Étonnamment, ce programme de l'AFD s'inscrit dans le cadre d'efforts internationaux de lutte contre les émissions de gaz à effet de serre (GES) via la lutte contre la déforestation des forêts tropicales intitulée « Reduced Emissions from Deforestation and Forest Degradation » (REDD+).

Pourtant, en 2013, la déforestation en RDC a émis presque autant de CO2 dans l'atmosphère (0,337 Gt) que la combustion d'énergies fossiles additionnée à la production industrielle en France (et presque huit fois plus que la Norvège). L'AFD reconnaît elle-même que l'exploitation industrielle de bois est responsable de la production de GES. En effet, les études scientifiques les plus récentes démontrent qu'au minimum 4% des GES sont issus de l'extraction industrielle de bois dans les forêts tropicales. Or, le programme de l'AFD prévoit d'augmenter l'extraction de bois de manière industrielle en RDC, et va donc directement à l'encontre de l'objectif de REDD+, qui est de réduire les émissions de GES.

Un comité technique chargé d'évaluer la proposition de l'AFD a demandé que le programme soit révisé.

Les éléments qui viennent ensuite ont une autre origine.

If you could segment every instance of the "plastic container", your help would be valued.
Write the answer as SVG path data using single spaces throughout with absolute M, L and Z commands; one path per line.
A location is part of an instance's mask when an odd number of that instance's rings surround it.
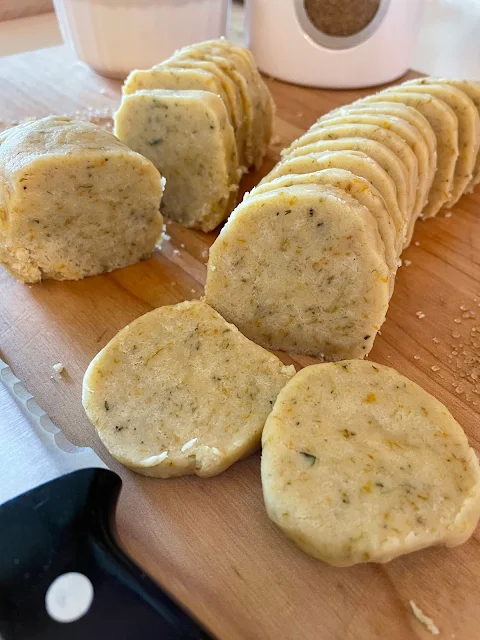
M 125 78 L 225 35 L 229 0 L 54 0 L 63 39 L 98 73 Z
M 409 69 L 424 0 L 379 0 L 366 23 L 362 9 L 371 8 L 372 0 L 248 3 L 250 47 L 264 73 L 296 84 L 348 89 L 390 82 Z M 333 5 L 339 12 L 336 21 Z M 340 7 L 349 7 L 349 14 L 342 15 Z M 328 18 L 331 28 L 325 24 Z M 360 27 L 338 35 L 355 18 Z

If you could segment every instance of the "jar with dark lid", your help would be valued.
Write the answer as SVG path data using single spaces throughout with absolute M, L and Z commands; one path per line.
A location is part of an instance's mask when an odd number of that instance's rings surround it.
M 288 82 L 357 88 L 410 67 L 424 0 L 248 0 L 260 69 Z

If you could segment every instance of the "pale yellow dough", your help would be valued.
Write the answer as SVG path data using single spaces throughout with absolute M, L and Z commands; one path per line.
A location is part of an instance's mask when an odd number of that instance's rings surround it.
M 362 358 L 385 320 L 389 275 L 366 207 L 330 185 L 295 185 L 238 205 L 210 248 L 205 295 L 269 349 Z
M 361 141 L 362 139 L 360 138 L 359 140 Z M 375 145 L 376 143 L 373 144 Z M 388 173 L 373 158 L 362 151 L 321 151 L 294 158 L 287 156 L 250 193 L 252 195 L 258 193 L 259 187 L 271 183 L 279 177 L 290 174 L 308 174 L 333 168 L 351 171 L 360 178 L 368 180 L 380 193 L 384 200 L 388 217 L 395 228 L 395 251 L 398 258 L 403 249 L 406 225 L 398 207 L 397 189 Z
M 402 91 L 419 91 L 434 96 L 447 104 L 458 119 L 458 159 L 452 185 L 452 196 L 447 206 L 453 205 L 472 182 L 480 147 L 480 117 L 472 100 L 463 91 L 434 78 L 418 78 L 401 85 Z
M 385 201 L 380 192 L 368 180 L 344 169 L 328 168 L 314 171 L 313 173 L 291 173 L 275 178 L 271 182 L 264 182 L 258 185 L 246 197 L 254 198 L 268 191 L 302 184 L 331 185 L 344 191 L 345 195 L 352 196 L 370 211 L 375 218 L 380 237 L 385 245 L 385 260 L 390 269 L 390 293 L 393 293 L 395 274 L 398 267 L 395 226 L 388 215 Z
M 433 80 L 434 78 L 432 78 Z M 460 91 L 463 91 L 475 105 L 477 113 L 480 117 L 480 83 L 472 82 L 470 80 L 450 80 L 448 78 L 435 78 L 437 82 L 442 84 L 449 84 Z M 473 191 L 476 184 L 480 182 L 480 150 L 477 153 L 477 160 L 475 162 L 475 169 L 473 172 L 473 178 L 465 189 L 466 193 Z
M 277 168 L 280 168 L 282 164 L 292 160 L 293 158 L 314 157 L 325 151 L 359 151 L 370 156 L 372 160 L 382 167 L 392 180 L 392 187 L 396 192 L 395 199 L 397 202 L 397 214 L 395 214 L 395 217 L 397 219 L 400 217 L 398 216 L 398 211 L 400 211 L 401 218 L 403 218 L 403 224 L 395 223 L 397 229 L 403 236 L 403 246 L 408 221 L 410 219 L 408 175 L 405 165 L 395 155 L 395 153 L 393 153 L 393 151 L 381 142 L 369 140 L 364 137 L 345 137 L 334 140 L 320 140 L 306 146 L 298 147 L 293 151 L 288 151 L 288 153 L 287 151 L 287 149 L 282 151 L 282 160 L 273 168 L 273 172 L 276 172 Z M 395 199 L 392 200 L 393 208 L 395 208 Z
M 158 67 L 154 68 L 185 68 L 206 70 L 212 73 L 222 86 L 222 99 L 230 115 L 237 143 L 237 154 L 240 161 L 242 172 L 248 168 L 250 164 L 248 129 L 243 109 L 243 102 L 240 89 L 232 78 L 221 69 L 218 64 L 212 60 L 203 59 L 202 57 L 176 57 L 173 56 L 162 62 Z
M 285 151 L 285 155 L 289 155 L 289 152 L 293 150 L 306 149 L 310 144 L 318 141 L 330 141 L 347 137 L 367 138 L 368 140 L 380 142 L 388 147 L 405 166 L 407 172 L 408 222 L 410 222 L 417 192 L 418 162 L 414 152 L 405 140 L 393 131 L 388 131 L 373 124 L 325 125 L 319 129 L 310 129 L 298 140 L 292 142 Z
M 437 168 L 436 156 L 430 156 L 427 144 L 420 131 L 410 122 L 398 115 L 386 113 L 354 113 L 345 111 L 342 113 L 327 114 L 320 119 L 316 127 L 333 126 L 335 124 L 373 124 L 392 131 L 399 135 L 415 153 L 418 163 L 418 181 L 415 191 L 415 201 L 410 217 L 405 246 L 410 244 L 415 228 L 415 222 L 427 204 L 428 194 L 432 186 L 435 170 Z
M 83 406 L 108 451 L 147 476 L 220 473 L 260 445 L 294 375 L 201 301 L 160 307 L 93 359 Z
M 0 263 L 19 280 L 78 280 L 149 257 L 163 180 L 88 122 L 49 116 L 0 134 Z
M 429 122 L 437 138 L 437 171 L 422 217 L 432 218 L 452 198 L 453 179 L 458 158 L 458 118 L 442 100 L 413 90 L 401 91 L 403 85 L 391 87 L 355 104 L 399 102 L 417 109 Z
M 162 213 L 211 231 L 232 210 L 238 157 L 222 99 L 208 91 L 137 91 L 123 97 L 115 135 L 166 179 Z
M 480 516 L 480 470 L 460 425 L 399 373 L 351 360 L 300 371 L 262 437 L 269 517 L 335 566 L 388 562 L 465 542 Z

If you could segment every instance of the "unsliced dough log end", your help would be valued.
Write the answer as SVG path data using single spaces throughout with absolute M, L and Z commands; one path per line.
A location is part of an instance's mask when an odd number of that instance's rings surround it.
M 161 236 L 160 174 L 90 123 L 51 116 L 4 132 L 0 180 L 0 261 L 24 282 L 134 264 Z

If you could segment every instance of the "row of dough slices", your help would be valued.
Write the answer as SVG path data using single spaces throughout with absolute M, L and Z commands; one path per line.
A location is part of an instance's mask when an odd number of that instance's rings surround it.
M 480 181 L 480 85 L 423 78 L 326 114 L 246 194 L 206 296 L 268 348 L 363 357 L 419 217 Z
M 274 103 L 252 54 L 224 38 L 191 45 L 133 71 L 123 94 L 115 134 L 165 176 L 163 213 L 215 228 L 272 136 Z
M 88 367 L 83 404 L 147 476 L 216 475 L 262 437 L 269 516 L 333 565 L 461 544 L 480 515 L 478 460 L 438 400 L 373 362 L 295 375 L 202 301 L 122 329 Z

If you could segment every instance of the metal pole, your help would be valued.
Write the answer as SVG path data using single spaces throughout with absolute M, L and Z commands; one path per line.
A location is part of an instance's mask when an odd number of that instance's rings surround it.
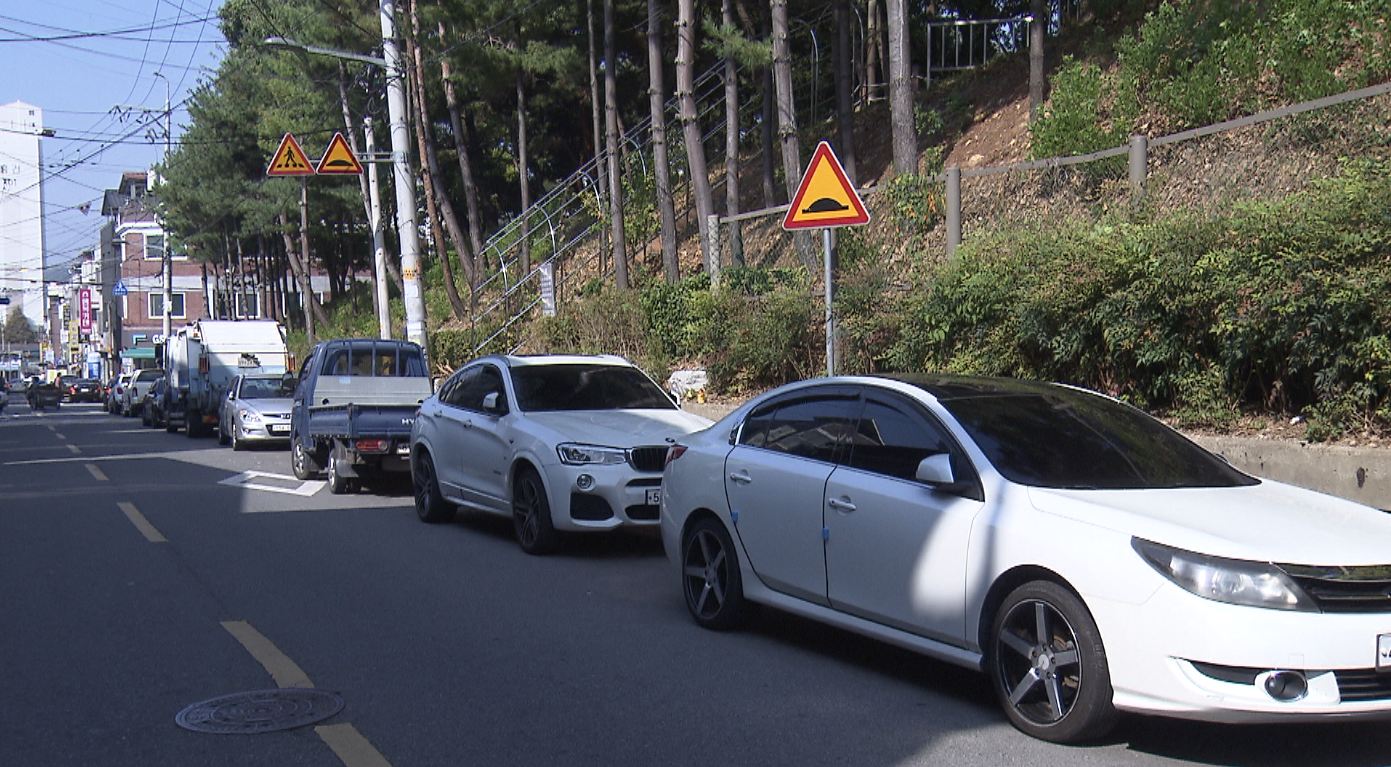
M 309 336 L 309 343 L 314 343 L 314 272 L 309 264 L 309 180 L 306 176 L 299 177 L 299 246 L 300 258 L 304 261 L 304 295 L 300 296 L 304 304 L 304 332 Z
M 1149 164 L 1149 138 L 1144 134 L 1130 137 L 1130 196 L 1138 200 L 1145 195 L 1145 171 Z
M 367 156 L 377 151 L 377 142 L 372 136 L 372 118 L 362 118 L 362 132 L 366 137 L 363 147 Z M 391 307 L 388 305 L 386 276 L 386 237 L 382 228 L 382 199 L 377 188 L 377 164 L 367 163 L 367 198 L 372 214 L 372 268 L 377 279 L 377 335 L 391 338 Z
M 826 375 L 836 374 L 836 313 L 833 306 L 835 300 L 835 274 L 832 264 L 835 261 L 835 244 L 832 240 L 834 232 L 830 229 L 821 230 L 821 244 L 826 255 Z
M 415 229 L 415 179 L 411 177 L 410 133 L 406 128 L 406 70 L 396 46 L 396 3 L 381 0 L 382 57 L 386 59 L 386 109 L 391 119 L 392 182 L 396 186 L 396 230 L 401 238 L 405 283 L 406 339 L 429 353 L 425 297 L 420 284 L 420 241 Z
M 154 76 L 164 81 L 164 161 L 169 162 L 170 146 L 174 136 L 174 113 L 169 107 L 169 78 L 159 72 L 155 72 Z M 163 229 L 162 226 L 161 229 Z M 147 257 L 149 256 L 148 253 L 145 255 Z M 164 253 L 160 261 L 164 272 L 164 341 L 168 343 L 169 333 L 173 330 L 172 325 L 174 317 L 174 262 L 169 256 L 168 232 L 164 233 Z M 168 364 L 168 362 L 166 361 L 165 364 Z
M 720 217 L 705 217 L 705 249 L 710 253 L 710 284 L 720 284 Z
M 956 257 L 961 245 L 961 167 L 947 168 L 947 259 Z

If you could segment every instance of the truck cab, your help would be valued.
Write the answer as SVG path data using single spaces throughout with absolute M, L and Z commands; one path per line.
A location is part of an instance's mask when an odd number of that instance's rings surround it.
M 284 374 L 290 355 L 285 328 L 274 320 L 201 320 L 165 341 L 169 368 L 168 425 L 189 437 L 218 428 L 228 387 L 238 375 Z

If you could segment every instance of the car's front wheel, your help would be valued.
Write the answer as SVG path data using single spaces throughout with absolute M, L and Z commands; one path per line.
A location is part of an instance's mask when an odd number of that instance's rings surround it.
M 304 443 L 300 442 L 298 436 L 290 437 L 290 442 L 290 468 L 295 473 L 295 479 L 318 479 L 321 471 L 319 462 L 304 448 Z
M 439 477 L 430 454 L 421 450 L 411 466 L 411 485 L 415 490 L 415 513 L 421 522 L 436 524 L 454 518 L 454 506 L 440 493 Z
M 681 591 L 691 617 L 705 628 L 734 628 L 748 617 L 739 555 L 718 520 L 705 517 L 686 530 L 681 540 Z
M 334 495 L 343 495 L 356 489 L 356 480 L 343 474 L 343 461 L 346 458 L 343 448 L 336 445 L 328 454 L 328 491 Z
M 512 528 L 517 543 L 528 554 L 549 554 L 560 543 L 560 534 L 551 522 L 546 486 L 531 469 L 523 470 L 512 488 Z
M 1051 581 L 1005 597 L 990 632 L 986 667 L 1005 714 L 1041 740 L 1078 743 L 1117 718 L 1101 632 L 1087 606 Z

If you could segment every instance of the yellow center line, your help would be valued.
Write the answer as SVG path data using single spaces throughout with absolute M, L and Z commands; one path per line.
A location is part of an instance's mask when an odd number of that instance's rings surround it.
M 107 480 L 107 478 L 106 478 L 106 474 L 104 474 L 104 473 L 102 472 L 102 470 L 101 470 L 95 463 L 89 463 L 89 464 L 85 464 L 85 465 L 86 465 L 86 467 L 87 467 L 87 471 L 92 475 L 92 478 L 93 478 L 93 479 L 95 479 L 95 480 L 98 481 L 98 482 L 107 482 L 107 481 L 109 481 L 109 480 Z
M 155 529 L 155 526 L 150 524 L 150 520 L 145 519 L 145 515 L 141 514 L 140 510 L 135 508 L 135 504 L 130 503 L 129 501 L 121 501 L 120 503 L 117 503 L 116 506 L 119 507 L 121 511 L 125 513 L 126 519 L 129 519 L 130 523 L 132 525 L 135 525 L 135 529 L 139 530 L 140 534 L 145 536 L 145 540 L 149 541 L 150 543 L 169 542 L 169 539 L 165 538 L 163 533 Z
M 320 725 L 314 728 L 314 732 L 333 749 L 346 767 L 391 767 L 391 762 L 347 722 Z
M 251 653 L 251 657 L 270 672 L 276 686 L 306 689 L 314 686 L 314 683 L 309 681 L 309 675 L 304 673 L 304 669 L 290 660 L 290 656 L 281 652 L 274 642 L 267 639 L 265 634 L 257 631 L 250 623 L 246 621 L 222 621 L 222 627 L 227 629 L 227 633 L 236 637 L 236 640 L 241 642 L 242 647 Z
M 71 442 L 68 443 L 68 449 L 72 451 L 73 455 L 78 455 L 82 452 L 82 450 L 78 448 L 77 445 L 74 445 Z
M 66 439 L 67 439 L 67 436 L 66 436 L 66 435 L 59 434 L 59 433 L 56 432 L 56 431 L 53 432 L 53 436 L 57 437 L 58 439 L 62 439 L 62 440 L 66 440 Z

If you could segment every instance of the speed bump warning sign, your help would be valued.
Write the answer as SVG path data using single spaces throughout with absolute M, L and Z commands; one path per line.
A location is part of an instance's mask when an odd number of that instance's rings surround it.
M 867 223 L 869 212 L 864 202 L 846 178 L 831 145 L 822 141 L 807 164 L 807 172 L 782 219 L 782 228 L 821 229 Z
M 266 166 L 266 175 L 314 175 L 314 163 L 309 162 L 309 158 L 304 155 L 304 150 L 299 148 L 299 142 L 295 141 L 294 134 L 286 133 L 285 138 L 280 139 L 280 148 L 275 150 L 275 155 L 270 158 L 270 165 Z

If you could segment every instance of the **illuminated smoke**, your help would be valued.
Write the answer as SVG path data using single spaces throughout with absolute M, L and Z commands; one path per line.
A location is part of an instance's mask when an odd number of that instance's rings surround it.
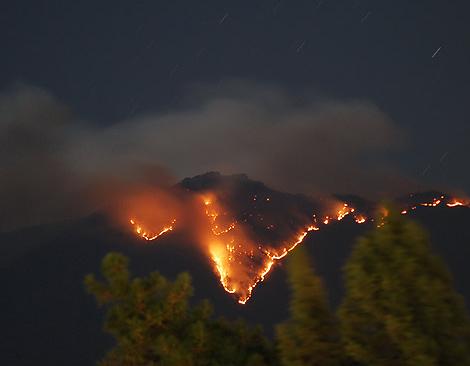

Greenpeace et d'autres organisations de la société civile demandent que le nouveau programme abandonne l'objectif de levée du moratoire et abandonne son soutien à l'exploitation industrielle. Au contraire, l'AFD devrait soutenir la participation de la société civile et des communautés locales à l'aménagement foncier du territoire, soutenir la foresterie communautaire, renforcer les capacités du ministère en charge de l'environnement et des forêts pour assurer une meilleure gouvernance du secteur, et renforcer les capacités des autorités judiciaires pour sanctionner les infractions commises et lutter contre la corruption galopante.

Il reste encore de vastes forêts tropicales en RDC, ceci dans le continent qui a enregistré le plus grand taux de déforestation depuis 1990. Néanmoins, les forêts de la RDC sont de plus en plus menacées : le pays a perdu en moyenne 5 700 km2 de forêt chaque année entre 2000 et 2014 (soit 80 000 km2 durant cette période, une superficie égale à celle de l'Irlande). De plus, les taux de déforestation ont plus que doublé entre 2010 et 2014.

Il est temps que le gouvernement congolais, ainsi que les pays donateurs, fassent le nécessaire pour protéger ce poumon de la planète avant qu'il ne disparaisse. Et il n'est pas acceptable que l'argent des contribuables français participent d'une manière ou d'une autre à la disparition des forêts africaines.